Bill O'Reilly is permanently out at Fox News, following sexual harassment allegations that prompted a public outcry and an advertiser boycott. O'Reilly has roundly denied all harassment claims, but the backlash became increasingly damaging to the cable news leviathan. Kirsten Powers, a former contributor to Fox News, spoke on Wednesday night about her experience with O'Reilly on Anderson Cooper's CNN show AC360º.

Powers claimed that her complaint about O'Reilly's allegedly sexist behavior to The O'Reilly Factor's executive producer was basically dismissed. The producer allegedly told Powers there was "nothing" the show's officials could do. He said O'Reilly was "kind of an Archie Bunker," a "throwback." That reference to the lead character in All In the Family perfectly demonstrates why O'Reilly's alleged behavior was so problematic.

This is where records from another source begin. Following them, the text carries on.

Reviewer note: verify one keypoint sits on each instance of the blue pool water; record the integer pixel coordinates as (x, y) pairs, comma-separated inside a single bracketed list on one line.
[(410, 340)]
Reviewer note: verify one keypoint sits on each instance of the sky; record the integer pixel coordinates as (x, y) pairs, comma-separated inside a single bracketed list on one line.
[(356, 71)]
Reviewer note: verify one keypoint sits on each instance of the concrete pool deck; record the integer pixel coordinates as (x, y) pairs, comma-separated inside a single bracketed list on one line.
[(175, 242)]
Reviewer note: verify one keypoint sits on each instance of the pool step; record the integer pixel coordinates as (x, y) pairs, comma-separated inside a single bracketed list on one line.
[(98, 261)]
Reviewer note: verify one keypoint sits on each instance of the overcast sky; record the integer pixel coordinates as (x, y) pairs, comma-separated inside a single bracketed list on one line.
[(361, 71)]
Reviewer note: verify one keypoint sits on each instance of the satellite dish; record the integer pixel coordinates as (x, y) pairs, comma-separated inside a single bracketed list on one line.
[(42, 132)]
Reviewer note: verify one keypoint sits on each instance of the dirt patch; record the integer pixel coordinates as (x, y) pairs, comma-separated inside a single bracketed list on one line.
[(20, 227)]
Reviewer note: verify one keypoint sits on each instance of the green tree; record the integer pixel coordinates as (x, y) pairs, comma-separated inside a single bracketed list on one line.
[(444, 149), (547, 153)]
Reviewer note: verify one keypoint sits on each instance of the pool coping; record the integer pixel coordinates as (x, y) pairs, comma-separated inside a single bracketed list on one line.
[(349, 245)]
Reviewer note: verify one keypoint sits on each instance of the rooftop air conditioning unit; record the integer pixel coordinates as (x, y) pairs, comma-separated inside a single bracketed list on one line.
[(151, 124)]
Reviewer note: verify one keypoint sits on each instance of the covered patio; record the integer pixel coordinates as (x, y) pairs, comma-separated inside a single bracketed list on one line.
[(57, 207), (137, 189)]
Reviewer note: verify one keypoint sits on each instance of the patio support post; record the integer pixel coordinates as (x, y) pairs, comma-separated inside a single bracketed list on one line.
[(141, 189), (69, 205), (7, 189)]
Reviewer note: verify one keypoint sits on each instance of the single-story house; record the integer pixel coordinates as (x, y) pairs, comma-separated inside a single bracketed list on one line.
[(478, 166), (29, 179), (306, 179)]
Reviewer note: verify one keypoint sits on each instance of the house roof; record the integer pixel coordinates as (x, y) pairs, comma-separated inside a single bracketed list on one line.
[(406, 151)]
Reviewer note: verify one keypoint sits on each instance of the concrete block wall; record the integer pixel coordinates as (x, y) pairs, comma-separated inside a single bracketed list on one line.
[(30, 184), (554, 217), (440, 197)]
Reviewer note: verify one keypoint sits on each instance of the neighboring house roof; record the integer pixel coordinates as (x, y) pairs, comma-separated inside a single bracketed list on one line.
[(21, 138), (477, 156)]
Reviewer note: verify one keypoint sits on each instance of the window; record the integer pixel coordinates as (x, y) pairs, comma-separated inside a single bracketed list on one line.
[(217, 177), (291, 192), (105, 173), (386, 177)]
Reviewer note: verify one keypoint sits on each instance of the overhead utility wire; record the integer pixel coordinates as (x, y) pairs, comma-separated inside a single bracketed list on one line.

For those unfamiliar with 1970s pop culture or television history, All In the Family was a sitcom written by Hollywood legend Norman Lear. The show orbited around its main character, Archie Bunker, a middle-aged white man with a thick streak of bigotry. Here's how Arnold Hano described Bunker in a 1972 New York Times piece:

Archie is a middle‐aged, middle‐class bigot. He is antiblack, anti‐Semitic, anti‐Catholic, anti‐Puerto Rican. He'd be anti‐Chicano, if he knew the word. He doesn't like hippies, short skirts, students, welfare, liberals. He peppers his language with such epithets as spades, coloreds, jungle bunnies, Hebes, Yids, Chinks, Polack meatheads, weirdos, pinkos and fags.

Given that list of unpalatable traits, it may shock many to learn that Bunker became a beloved television icon. Carroll O'Connor, the actor who played Archie, is often credited with giving humanity and depth to a character who others might read as a one-dimensional showcase of prejudice. But it is mostly Lear at work, for creating a nuanced depiction of a man whose demographic ascendancy is disintegrating before his eyes.

As Kevin Fallon puts it at The Daily Beast, "Archie’s opinions often reflected an ingrained ignorance, which was typically undone thanks to his hidden empathy and grumpy willingness to see the world changing around him." And when comparisons between Bunker and then-candidate Donald Trump began circulating, Lear clarified that he didn't believe Bunker was capable of voting for Trump.

Comparing O'Reilly to Bunker is problematic. Though Bunker was no fan of feminism, O'Reilly's alleged behavior toward his female colleagues represents a different degree of inappropriate and offensive action. Additionally, calling O'Reilly a modern-day Archie Bunker minimizes the pernicious effect of his reportedly degrading treatment of women (which he denies).

Whether or not there lurks a "heart of gold" like Bunker's under O'Reilly should not be of concern to executive producers — or anyone else in a position of power at Fox News. The network is not an imagined set — it is the actual work environment for thousands of people.